American owners of iPhones could get US$25 from Apple Inc after the company agreed to pay up to US$500 million to settle claims over it intentionally slowing down older models to preserve older batteries.
Apple and lawyers representing iPhone consumers agreed to a deal stemming from Apple’s 2017 admission that it was slowing down phone performance in older models to avoid unexpected shutdowns related to battery fatigue.
That admission led to Apple offering discounted battery replacements at US$29, but many people claimed they had already spent hundreds of dollars to buy a new phone because Apple did not reveal the cause of the problem. If they had known they could just buy new batteries, they might not have bought new phones, some consumers said.
Apple did not admit any wrongdoing.
As part of the settlement, the company is to pay US$310 million to US$500 million, including about US$93 million to lawyers representing consumers.
Owners of iPhones who were named in the class-action lawsuit are to get up to US$3,500 each. The rest of the settlement money is to be distributed to owners of the iPhone 6, 6S, 7 and SE models who meet eligibility requirements related to the operating system they had running.
They must file claims to get the award. If too many people file, the US$25 amount could shrink.
A US federal judge in San Jose, California, still needs to approve the settlement.
Separately, some products from Apple are in short supply in a possible sign of the COVID-19 outbreak’s effect on the global manufacturing system.

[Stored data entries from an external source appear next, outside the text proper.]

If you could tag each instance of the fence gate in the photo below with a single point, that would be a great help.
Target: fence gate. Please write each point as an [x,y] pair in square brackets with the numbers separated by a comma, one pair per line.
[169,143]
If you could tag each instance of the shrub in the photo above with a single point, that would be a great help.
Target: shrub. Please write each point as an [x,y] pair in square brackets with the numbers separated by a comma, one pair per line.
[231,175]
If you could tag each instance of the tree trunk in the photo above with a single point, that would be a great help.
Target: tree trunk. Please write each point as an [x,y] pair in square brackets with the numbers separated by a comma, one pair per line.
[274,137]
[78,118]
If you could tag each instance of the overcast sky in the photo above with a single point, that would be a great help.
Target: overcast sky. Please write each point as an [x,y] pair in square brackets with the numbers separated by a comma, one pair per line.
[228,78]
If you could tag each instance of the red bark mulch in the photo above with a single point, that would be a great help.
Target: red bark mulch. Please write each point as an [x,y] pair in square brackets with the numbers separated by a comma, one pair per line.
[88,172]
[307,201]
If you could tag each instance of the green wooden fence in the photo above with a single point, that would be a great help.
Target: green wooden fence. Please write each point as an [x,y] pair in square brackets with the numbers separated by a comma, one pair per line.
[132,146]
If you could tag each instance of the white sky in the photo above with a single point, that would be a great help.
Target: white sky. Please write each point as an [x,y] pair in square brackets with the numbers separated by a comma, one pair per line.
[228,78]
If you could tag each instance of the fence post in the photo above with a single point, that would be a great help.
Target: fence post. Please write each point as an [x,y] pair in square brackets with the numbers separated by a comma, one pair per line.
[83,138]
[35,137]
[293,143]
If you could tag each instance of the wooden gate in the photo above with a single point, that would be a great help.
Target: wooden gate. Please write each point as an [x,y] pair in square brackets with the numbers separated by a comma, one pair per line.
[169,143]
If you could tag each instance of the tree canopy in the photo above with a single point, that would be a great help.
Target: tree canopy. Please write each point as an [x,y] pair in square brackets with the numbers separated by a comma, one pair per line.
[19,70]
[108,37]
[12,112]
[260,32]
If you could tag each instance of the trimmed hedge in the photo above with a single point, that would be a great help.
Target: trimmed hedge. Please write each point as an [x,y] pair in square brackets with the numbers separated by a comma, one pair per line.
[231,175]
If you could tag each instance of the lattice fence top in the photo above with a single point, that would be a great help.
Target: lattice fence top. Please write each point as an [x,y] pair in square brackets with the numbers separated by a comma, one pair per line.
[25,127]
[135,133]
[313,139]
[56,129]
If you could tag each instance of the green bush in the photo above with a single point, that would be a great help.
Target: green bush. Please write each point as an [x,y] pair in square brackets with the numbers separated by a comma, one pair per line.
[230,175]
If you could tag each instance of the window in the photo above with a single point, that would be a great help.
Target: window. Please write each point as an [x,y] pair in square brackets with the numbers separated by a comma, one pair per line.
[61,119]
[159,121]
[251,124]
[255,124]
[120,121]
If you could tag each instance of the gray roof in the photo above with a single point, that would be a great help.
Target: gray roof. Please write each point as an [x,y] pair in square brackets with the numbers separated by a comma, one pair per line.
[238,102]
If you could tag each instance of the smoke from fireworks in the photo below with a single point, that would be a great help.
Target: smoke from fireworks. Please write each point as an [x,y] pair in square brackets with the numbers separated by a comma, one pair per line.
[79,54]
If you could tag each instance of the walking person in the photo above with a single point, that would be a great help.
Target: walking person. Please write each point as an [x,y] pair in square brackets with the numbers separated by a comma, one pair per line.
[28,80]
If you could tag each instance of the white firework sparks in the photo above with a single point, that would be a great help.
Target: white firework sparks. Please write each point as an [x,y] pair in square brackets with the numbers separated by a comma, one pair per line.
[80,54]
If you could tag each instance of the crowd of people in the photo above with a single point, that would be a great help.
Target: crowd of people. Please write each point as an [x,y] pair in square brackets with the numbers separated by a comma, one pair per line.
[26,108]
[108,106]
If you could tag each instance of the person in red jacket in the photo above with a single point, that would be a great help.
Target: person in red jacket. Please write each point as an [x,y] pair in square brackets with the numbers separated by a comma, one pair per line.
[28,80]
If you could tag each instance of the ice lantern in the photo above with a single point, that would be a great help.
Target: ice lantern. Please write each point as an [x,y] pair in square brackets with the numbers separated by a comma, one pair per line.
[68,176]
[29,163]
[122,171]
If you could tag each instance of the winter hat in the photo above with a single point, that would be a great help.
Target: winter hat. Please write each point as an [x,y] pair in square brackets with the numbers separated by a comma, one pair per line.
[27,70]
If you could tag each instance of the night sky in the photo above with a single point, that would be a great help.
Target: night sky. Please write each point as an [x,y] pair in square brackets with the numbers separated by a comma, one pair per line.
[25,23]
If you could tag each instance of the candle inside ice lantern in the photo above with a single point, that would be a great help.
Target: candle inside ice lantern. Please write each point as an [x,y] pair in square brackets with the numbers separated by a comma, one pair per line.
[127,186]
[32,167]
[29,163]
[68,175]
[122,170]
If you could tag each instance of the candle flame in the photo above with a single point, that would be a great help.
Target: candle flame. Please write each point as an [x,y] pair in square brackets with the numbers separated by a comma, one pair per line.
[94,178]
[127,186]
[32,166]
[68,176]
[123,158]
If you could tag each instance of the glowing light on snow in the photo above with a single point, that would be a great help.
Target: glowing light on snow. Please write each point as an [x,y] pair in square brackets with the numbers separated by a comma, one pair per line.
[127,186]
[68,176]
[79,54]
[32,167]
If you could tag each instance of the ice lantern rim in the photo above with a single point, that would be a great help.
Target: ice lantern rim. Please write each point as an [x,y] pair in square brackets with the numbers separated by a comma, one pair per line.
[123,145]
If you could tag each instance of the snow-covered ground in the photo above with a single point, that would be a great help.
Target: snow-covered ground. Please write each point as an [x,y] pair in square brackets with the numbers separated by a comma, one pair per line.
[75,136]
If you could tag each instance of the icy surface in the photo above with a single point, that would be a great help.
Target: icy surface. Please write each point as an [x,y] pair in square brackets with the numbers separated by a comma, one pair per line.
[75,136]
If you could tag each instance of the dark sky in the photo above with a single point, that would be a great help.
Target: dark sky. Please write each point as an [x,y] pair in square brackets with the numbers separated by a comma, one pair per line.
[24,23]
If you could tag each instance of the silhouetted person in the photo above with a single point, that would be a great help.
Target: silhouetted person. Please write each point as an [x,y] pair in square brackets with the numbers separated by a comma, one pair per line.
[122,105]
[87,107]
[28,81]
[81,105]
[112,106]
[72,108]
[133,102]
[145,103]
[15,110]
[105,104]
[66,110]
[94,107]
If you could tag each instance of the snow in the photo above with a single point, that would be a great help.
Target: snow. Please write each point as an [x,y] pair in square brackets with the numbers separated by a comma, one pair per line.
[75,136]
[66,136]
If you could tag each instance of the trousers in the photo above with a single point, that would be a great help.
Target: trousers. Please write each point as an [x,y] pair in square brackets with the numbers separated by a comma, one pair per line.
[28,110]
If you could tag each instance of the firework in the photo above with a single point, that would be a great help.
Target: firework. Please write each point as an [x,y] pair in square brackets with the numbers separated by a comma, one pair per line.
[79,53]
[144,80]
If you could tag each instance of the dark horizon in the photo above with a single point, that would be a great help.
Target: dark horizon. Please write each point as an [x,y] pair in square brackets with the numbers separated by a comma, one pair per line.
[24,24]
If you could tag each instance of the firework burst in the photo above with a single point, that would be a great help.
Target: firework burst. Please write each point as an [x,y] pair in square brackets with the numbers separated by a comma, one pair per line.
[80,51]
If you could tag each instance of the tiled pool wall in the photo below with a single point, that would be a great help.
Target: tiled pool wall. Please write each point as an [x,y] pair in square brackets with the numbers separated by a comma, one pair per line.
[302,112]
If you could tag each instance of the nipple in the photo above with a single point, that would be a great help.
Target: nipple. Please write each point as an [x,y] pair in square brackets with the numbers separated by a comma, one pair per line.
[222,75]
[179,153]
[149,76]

The iPad Pro tablet is seeing limited availability at stores in major cities in the US, Australia and Europe, according to a review of Apple’s Web site on Monday.
Some Apple store employees said that they started noticing reduced iPad Pro inventory in the past week. They asked not to be identified discussing private product information.
AirPods Pro earbuds and built-to-order Mac computers are also continuing to show shipping delays, while some Apple Watch Series 3 and Series 5 models are listed as unavailable to buy online.